Only MLB Player To Kneel During National Anthem Complains After Being Refused Service Over His Protest

Bruce Maxwell took a knee during "The Star-Spangled Banner" and got ... served.

Oakland A's catcher Bruce Maxwell says a waiter in an Alabama restaurant refused to serve him because he knelt during the national anthem.

Maxwell was the first — and only — Major League Baseball player to join in the National Football League's #TakeAKnee protest, going down on one knee during the national anthem during a game back in August. The MLB quickly noted that players are required to stand during pre-game ceremonies, and Maxwell's demonstration was brought to a swift end.

While the protest may have registered as barely a blip in the national #TakeAKnee news cycle, it seems people in Maxwell's hometown of Harvest, Alabama noticed — and when Maxwell returned home for the summer, he says people acted differently towards him. In one case, a waiter in a local restaurant actually refused to serve him.

Maxwell complained about the incident to TMZ Sports.

I got racially profiled in my hometown the day I got home.
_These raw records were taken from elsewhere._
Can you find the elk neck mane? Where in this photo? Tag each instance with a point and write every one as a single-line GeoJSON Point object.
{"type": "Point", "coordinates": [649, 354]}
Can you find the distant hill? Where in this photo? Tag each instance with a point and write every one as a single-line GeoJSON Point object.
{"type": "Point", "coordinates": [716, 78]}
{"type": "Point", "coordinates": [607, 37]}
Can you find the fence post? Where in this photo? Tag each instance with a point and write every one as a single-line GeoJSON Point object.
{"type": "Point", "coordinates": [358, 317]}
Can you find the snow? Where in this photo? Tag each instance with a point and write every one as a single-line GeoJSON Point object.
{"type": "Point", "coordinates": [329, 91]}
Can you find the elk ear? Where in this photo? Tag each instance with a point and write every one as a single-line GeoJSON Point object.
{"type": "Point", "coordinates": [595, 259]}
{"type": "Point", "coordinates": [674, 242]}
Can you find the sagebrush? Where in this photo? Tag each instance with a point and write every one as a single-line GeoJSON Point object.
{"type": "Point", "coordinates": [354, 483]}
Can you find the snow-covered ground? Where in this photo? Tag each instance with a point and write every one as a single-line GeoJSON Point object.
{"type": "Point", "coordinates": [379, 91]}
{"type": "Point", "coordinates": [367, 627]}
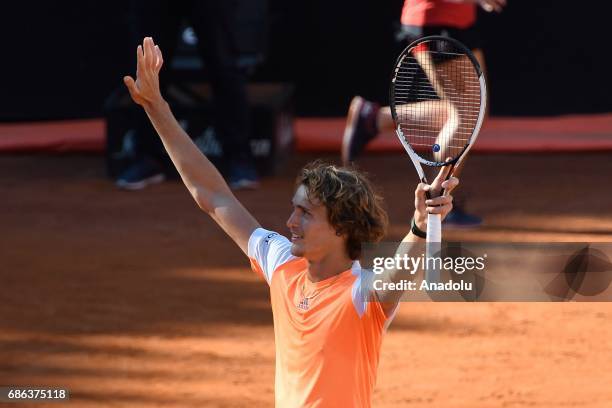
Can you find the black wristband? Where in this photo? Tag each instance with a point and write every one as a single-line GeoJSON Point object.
{"type": "Point", "coordinates": [416, 230]}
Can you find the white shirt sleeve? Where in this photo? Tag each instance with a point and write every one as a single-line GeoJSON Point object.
{"type": "Point", "coordinates": [269, 250]}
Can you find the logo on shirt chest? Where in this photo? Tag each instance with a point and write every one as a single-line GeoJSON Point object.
{"type": "Point", "coordinates": [303, 305]}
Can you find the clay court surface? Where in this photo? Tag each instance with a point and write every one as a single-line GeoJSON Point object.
{"type": "Point", "coordinates": [139, 300]}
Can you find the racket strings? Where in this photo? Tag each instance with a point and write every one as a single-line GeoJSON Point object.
{"type": "Point", "coordinates": [437, 99]}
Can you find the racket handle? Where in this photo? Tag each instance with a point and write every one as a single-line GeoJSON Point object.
{"type": "Point", "coordinates": [434, 228]}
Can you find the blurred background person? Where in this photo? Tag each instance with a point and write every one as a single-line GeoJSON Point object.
{"type": "Point", "coordinates": [420, 18]}
{"type": "Point", "coordinates": [224, 30]}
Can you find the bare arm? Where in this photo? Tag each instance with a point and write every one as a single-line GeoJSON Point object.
{"type": "Point", "coordinates": [202, 179]}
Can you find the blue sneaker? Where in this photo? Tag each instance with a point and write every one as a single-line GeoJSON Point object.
{"type": "Point", "coordinates": [360, 128]}
{"type": "Point", "coordinates": [140, 174]}
{"type": "Point", "coordinates": [242, 176]}
{"type": "Point", "coordinates": [458, 218]}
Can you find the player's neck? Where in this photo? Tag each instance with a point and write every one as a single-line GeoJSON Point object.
{"type": "Point", "coordinates": [328, 266]}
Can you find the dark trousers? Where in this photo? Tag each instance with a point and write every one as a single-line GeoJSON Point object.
{"type": "Point", "coordinates": [214, 22]}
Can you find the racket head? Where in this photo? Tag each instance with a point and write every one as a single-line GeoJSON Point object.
{"type": "Point", "coordinates": [437, 99]}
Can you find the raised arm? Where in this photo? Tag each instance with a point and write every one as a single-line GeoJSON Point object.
{"type": "Point", "coordinates": [202, 179]}
{"type": "Point", "coordinates": [413, 245]}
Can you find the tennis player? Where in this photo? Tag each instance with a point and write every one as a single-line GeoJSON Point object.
{"type": "Point", "coordinates": [327, 333]}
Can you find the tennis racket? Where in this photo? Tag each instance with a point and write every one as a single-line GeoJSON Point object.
{"type": "Point", "coordinates": [438, 101]}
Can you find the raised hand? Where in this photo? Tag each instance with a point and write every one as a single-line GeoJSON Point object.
{"type": "Point", "coordinates": [145, 89]}
{"type": "Point", "coordinates": [438, 204]}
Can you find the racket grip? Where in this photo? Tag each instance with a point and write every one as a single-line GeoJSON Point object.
{"type": "Point", "coordinates": [434, 228]}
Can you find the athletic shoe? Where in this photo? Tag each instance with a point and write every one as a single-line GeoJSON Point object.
{"type": "Point", "coordinates": [360, 128]}
{"type": "Point", "coordinates": [243, 176]}
{"type": "Point", "coordinates": [458, 218]}
{"type": "Point", "coordinates": [140, 174]}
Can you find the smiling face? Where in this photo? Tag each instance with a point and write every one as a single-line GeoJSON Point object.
{"type": "Point", "coordinates": [312, 236]}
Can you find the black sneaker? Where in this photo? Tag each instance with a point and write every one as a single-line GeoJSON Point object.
{"type": "Point", "coordinates": [458, 218]}
{"type": "Point", "coordinates": [140, 174]}
{"type": "Point", "coordinates": [360, 128]}
{"type": "Point", "coordinates": [242, 176]}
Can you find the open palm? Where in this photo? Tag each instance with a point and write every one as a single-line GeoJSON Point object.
{"type": "Point", "coordinates": [145, 89]}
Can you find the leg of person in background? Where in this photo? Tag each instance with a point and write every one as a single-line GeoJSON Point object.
{"type": "Point", "coordinates": [214, 24]}
{"type": "Point", "coordinates": [366, 120]}
{"type": "Point", "coordinates": [161, 20]}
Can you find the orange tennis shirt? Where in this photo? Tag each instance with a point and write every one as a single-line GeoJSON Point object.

I wasn’t even home four hours and I got denied service at lunch with our city councilman who is also an African American guy I went to high school with because the dude recognized me as the guy who took a knee and he voted for Trump and was at that Trump rally in Huntsville, Alabama.

And so he denied us service at lunch and they had to go get us another waiter to wait on our table in that same restaurant.

He was like, "Oh, yeah, you’re that guy, huh?” And I was like, “scuse me?” He was like “Yea, you’re the guy that took the knee?” He goes, “I voted for Trump and I stand for everything he stands for.”

Maxwell went on to say that the incident proved his point: that racial bias still exists in America, and that professional athletes are bringing attention to a very important issue.

The strange thing is, of course, that Maxwell thought his own protest was legitimate, and that refusing to stand for the national anthem — which is actually part of his job, per the MLB — was the correct way to make what seems to be a complex issue personal to millions of Americans. But when a waiter also protested on the job, bringing the issue of disrespect towards the flag home to Maxwell, Maxwell was outraged.

Maxwell did say, however, that there are a few positives that have come from his protest. He's friends with Colin Kaepernick now, for starters, and Kaepernick has offered to mentor the MLB catcher. Hopefully, Kaepernick isn't giving him any contract advice.